Management has the right to implement the rule changes it proposed last year. Under baseball’s labor contract, management can change on-field rules on its own with one season of advance notice.
MLB does not intend to make any decision before its next owners’ meetings, scheduled for next week in Beverly Hills, California. Big league spring training games start Feb. 23, and the season opens March 29.
“We discussed a wide range of topics,” Clark said in an email. “I will now be discussing each of those topics with our player leadership.”
Manfred did not respond to an email seeking comment.
Nine-inning games averaged a record 3 hours, 5 minutes during the 2017 regular season and 3:29 during the postseason. The length of games has concerned club owners and executives in an age when they compete for consumers with more entertainment choices and shorter attention spans.
“It would be nicer to have the games move a little quicker. At the same time, you’re asking guys who’ve been playing at a high level their whole life to do something completely differently than they normally do,” Colorado center fielder Charlie Blackmon, the NL batting champion, said last weekend. “I’m going to be resistant to change right out of the gate, no matter what it is.”
Under the proposal MLB can implement, there would be a 30-second clock between batters and a 20-second clock between pitches, according to details obtained by the AP.
A hitter would be required to be in the batter’s box with at least five seconds left on the timer. The clock would start when the pitcher has the ball on the mound, except for the first pitch of an at-bat, for which it would start at the end of the previous play.
The clock would reset when a pitcher steps off the rubber and when he makes or feints a pickoff throw.

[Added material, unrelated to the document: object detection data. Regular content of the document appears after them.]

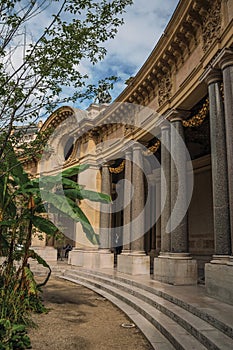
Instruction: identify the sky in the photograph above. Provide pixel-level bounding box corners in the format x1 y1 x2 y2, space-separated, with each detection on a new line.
74 0 179 109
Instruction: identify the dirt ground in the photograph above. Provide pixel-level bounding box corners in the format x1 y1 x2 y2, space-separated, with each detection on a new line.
29 277 152 350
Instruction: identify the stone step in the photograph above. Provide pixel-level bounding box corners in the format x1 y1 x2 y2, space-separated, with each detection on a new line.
60 276 175 350
62 271 233 350
62 272 209 350
68 269 233 340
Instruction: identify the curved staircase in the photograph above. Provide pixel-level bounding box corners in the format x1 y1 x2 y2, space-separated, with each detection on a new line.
59 267 233 350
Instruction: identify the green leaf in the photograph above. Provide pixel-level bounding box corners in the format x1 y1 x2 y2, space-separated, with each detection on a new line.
64 189 111 203
62 164 90 177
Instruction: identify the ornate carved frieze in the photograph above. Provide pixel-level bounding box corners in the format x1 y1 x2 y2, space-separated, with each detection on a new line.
158 72 172 106
202 0 221 52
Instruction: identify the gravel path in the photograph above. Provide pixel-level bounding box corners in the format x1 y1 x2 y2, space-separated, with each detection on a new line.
29 278 152 350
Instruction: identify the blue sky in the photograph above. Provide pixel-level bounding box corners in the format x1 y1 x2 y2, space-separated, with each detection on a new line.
74 0 179 109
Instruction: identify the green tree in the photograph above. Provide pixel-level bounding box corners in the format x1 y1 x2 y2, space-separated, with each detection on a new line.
0 0 132 161
0 142 110 349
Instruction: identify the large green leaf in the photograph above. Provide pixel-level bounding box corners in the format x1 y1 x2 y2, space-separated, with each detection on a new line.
41 190 99 244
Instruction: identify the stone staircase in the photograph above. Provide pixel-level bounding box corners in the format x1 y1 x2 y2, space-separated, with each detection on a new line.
59 267 233 350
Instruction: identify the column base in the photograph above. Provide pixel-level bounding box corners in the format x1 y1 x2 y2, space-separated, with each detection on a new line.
154 253 197 285
205 256 233 305
68 249 83 267
68 249 114 269
96 250 114 269
117 253 150 275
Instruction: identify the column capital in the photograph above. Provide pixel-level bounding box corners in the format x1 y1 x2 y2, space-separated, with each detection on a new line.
212 48 233 69
166 108 190 122
125 149 132 159
200 67 223 85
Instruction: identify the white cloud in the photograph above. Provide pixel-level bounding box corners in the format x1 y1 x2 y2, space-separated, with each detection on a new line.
73 0 179 108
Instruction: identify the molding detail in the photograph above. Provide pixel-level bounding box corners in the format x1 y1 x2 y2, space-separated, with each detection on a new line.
202 0 221 52
158 72 172 106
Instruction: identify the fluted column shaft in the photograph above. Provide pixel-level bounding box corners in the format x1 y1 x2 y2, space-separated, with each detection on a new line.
131 145 145 254
206 70 232 255
161 125 171 253
221 51 233 254
99 165 111 249
171 117 188 253
122 151 132 254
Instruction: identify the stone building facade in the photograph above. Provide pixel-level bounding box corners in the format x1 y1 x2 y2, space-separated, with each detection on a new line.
29 0 233 303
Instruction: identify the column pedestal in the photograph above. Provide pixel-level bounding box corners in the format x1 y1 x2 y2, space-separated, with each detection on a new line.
117 253 150 275
68 249 114 269
154 253 197 285
96 250 114 269
205 255 233 305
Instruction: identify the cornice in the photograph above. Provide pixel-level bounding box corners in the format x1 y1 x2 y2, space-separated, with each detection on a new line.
40 106 75 132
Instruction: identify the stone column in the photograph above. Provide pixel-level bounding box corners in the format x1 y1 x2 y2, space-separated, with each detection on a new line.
161 124 171 253
155 169 161 256
122 150 132 254
203 62 233 304
99 164 111 251
171 116 188 253
146 178 156 254
117 144 150 275
97 164 114 268
205 69 232 260
131 145 145 255
154 115 197 285
220 49 233 255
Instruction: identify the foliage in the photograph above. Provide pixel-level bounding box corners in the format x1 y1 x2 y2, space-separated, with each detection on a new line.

An umpire would issue a warning to a pitcher or batter for a first violation each game, and subsequent violations by a player would result in a ball being called against a pitcher and a strike against a batter.
Under the proposed limit on mound visits, a team would be allowed one per pitcher each inning, whether by a manager, coach or player. A second visit would result in the team being forced to change pitchers.
During bargaining, MLB offered to start the pitch clock this year without runners on base and delay its use with runners until 2019.
“When you go to the ballpark, you go to spend the day and the night at the ballpark,” Rockies All-Star third baseman Nolan Arenado said. “I don’t think you want to spend a night at the ballpark for hour-and-a-half or two hours. Think you want to be there for a little longer than that. I don’t get it.”